Critical Accounting Policies and Estimates
We prepare our financial statements in conformity with GAAP, which requires management to make certain estimates and apply judgments. We base our estimates and judgments on historical experience, current trends and other factors that management believes to be important at the time the condensed financial statements are prepared. On a regular basis, we review our accounting policies and how they are applied and disclosed in our condensed financial statements.
While we believe that the historical experience, current trends and other factors considered support the preparation of our condensed financial statements in conformity with GAAP, actual results could differ from our estimates and such differences could be material.

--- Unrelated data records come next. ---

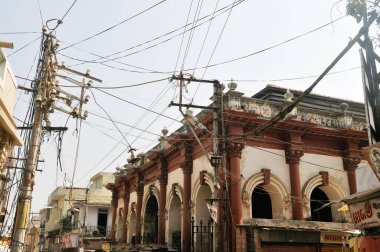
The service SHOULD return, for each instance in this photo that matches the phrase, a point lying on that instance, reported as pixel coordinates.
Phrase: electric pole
(216, 159)
(46, 91)
(41, 106)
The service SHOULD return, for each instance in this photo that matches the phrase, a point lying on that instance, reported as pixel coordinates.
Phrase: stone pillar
(163, 180)
(350, 164)
(293, 155)
(187, 167)
(234, 149)
(140, 195)
(351, 160)
(125, 212)
(115, 197)
(221, 216)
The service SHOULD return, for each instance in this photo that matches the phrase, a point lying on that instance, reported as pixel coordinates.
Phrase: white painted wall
(365, 178)
(333, 165)
(255, 159)
(175, 176)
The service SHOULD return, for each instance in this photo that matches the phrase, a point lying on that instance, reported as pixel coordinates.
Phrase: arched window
(317, 200)
(151, 221)
(261, 203)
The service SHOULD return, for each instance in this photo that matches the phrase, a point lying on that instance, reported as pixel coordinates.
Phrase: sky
(151, 36)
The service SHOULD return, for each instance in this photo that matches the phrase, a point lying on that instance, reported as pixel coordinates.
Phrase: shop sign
(69, 241)
(366, 214)
(334, 237)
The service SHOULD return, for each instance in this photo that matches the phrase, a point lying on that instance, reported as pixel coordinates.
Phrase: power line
(67, 12)
(234, 59)
(17, 33)
(270, 47)
(221, 10)
(294, 78)
(24, 46)
(39, 8)
(113, 122)
(113, 26)
(134, 104)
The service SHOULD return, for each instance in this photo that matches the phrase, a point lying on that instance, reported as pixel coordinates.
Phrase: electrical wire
(113, 26)
(17, 33)
(67, 12)
(40, 11)
(113, 122)
(125, 124)
(24, 46)
(192, 32)
(221, 10)
(133, 85)
(134, 104)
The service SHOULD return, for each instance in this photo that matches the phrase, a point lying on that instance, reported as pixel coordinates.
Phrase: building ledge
(298, 225)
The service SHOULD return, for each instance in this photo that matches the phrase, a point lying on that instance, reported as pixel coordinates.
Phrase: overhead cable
(134, 104)
(113, 26)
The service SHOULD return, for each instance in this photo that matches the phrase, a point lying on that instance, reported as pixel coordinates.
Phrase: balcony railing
(97, 231)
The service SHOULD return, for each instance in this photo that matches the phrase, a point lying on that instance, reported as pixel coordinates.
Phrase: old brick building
(275, 186)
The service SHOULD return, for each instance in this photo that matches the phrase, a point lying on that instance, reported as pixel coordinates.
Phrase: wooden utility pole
(46, 91)
(215, 160)
(41, 106)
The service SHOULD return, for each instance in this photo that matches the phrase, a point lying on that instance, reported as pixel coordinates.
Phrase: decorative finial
(164, 131)
(288, 96)
(343, 106)
(232, 85)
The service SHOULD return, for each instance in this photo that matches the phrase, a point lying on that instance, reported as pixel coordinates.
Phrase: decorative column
(163, 180)
(221, 212)
(115, 197)
(350, 164)
(293, 155)
(140, 195)
(187, 168)
(125, 212)
(351, 160)
(234, 149)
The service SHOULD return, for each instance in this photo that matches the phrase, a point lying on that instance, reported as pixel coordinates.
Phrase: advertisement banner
(372, 155)
(69, 241)
(335, 237)
(366, 214)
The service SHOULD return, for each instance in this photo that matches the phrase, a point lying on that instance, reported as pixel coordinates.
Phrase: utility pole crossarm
(281, 115)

Item 4. Controls and Procedures.
Management's Report on Disclosure Controls and Procedures
We maintain disclosure controls and procedures that are designed to ensure that information required to be disclosed in our reports filed under the Securities Exchange Act of 1934, as amended, is recorded, processed, summarized and reported within the time periods specified in the Securities and Exchange Commission's rules and forms, and that such information is accumulated and communicated to our management, including our Chief Executive Officer and President (who is also our principal executive officer, principal financial officer and principle accounting officer) to allow for timely decisions regarding required disclosure.
As of the end of the quarter covered by this report, we carried out an evaluation, under the supervision and with the participation of our Chief Executive Officer and President (who is also our principal executive officer, principal financial officer and principle accounting officer), of the effectiveness of the design and operation of our disclosure controls and procedures. Based on the foregoing, our Chief Executive Officer and President (who is also our principal executive officer and principal financial officer) concluded that our disclosure controls and procedures were not effective as of the end of the period covered by this quarterly report.

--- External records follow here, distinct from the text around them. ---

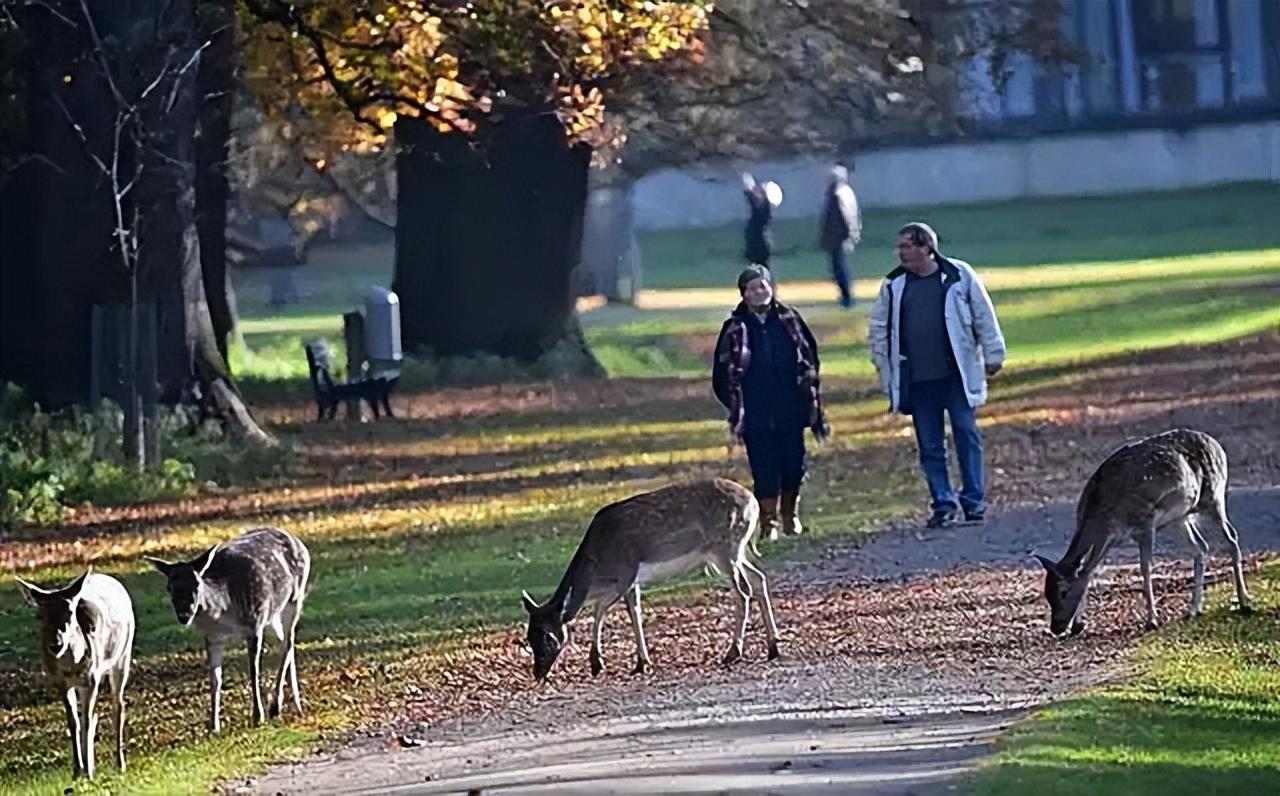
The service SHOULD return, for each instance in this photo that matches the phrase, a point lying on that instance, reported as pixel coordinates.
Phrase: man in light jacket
(935, 341)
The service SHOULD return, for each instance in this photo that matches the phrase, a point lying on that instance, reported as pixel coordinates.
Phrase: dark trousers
(777, 461)
(840, 273)
(929, 399)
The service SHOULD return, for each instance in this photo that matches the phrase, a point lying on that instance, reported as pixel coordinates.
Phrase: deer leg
(1146, 543)
(743, 591)
(72, 704)
(602, 607)
(119, 678)
(215, 685)
(288, 621)
(293, 657)
(88, 724)
(255, 673)
(762, 597)
(632, 599)
(1233, 538)
(1198, 556)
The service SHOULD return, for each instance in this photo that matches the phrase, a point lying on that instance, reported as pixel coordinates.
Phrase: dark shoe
(941, 518)
(790, 516)
(769, 518)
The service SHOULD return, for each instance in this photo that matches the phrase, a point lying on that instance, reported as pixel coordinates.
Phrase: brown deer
(653, 535)
(1164, 483)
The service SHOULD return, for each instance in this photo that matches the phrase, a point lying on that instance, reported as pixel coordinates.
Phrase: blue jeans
(929, 399)
(840, 273)
(777, 461)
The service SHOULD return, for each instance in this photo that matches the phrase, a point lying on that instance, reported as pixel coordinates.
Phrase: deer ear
(201, 562)
(31, 591)
(73, 589)
(159, 563)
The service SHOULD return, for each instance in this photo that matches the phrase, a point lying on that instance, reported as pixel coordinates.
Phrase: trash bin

The matters involving internal controls and procedures that our management considered to be material weaknesses under the standards of the Public Company Accounting Oversight Board were: (1) lack of a functioning audit committee, (2) lack of a majority of outside directors on our board of directors, resulting in ineffective oversight in the establishment and monitoring of required internal controls and procedures; (3) inadequate segregation of duties consistent with control objectives; and (4) management dominated by a single individual without adequate compensating controls. The aforementioned material weaknesses were identified by our Chief Executive Officer and President (who is also our principal executive officer and principal financial officer) in connection with the review of our financial statements as of June 30, 2016.
Management believes that the material weaknesses set forth above did not have an effect on our financial results. However, management believes that the lack of a functioning audit committee and the lack of a majority of outside directors on our board of directors results in ineffective oversight in the establishment and monitoring of required internal controls and procedures, which could result in a material misstatement in our financial statements in future periods.
Changes in Internal Control over Financial Reporting
There have been no changes in our internal controls over financial reporting that occurred during the period ended June 30, 2016, that have materially or are reasonably likely to materially affect, our internal controls over financial reporting.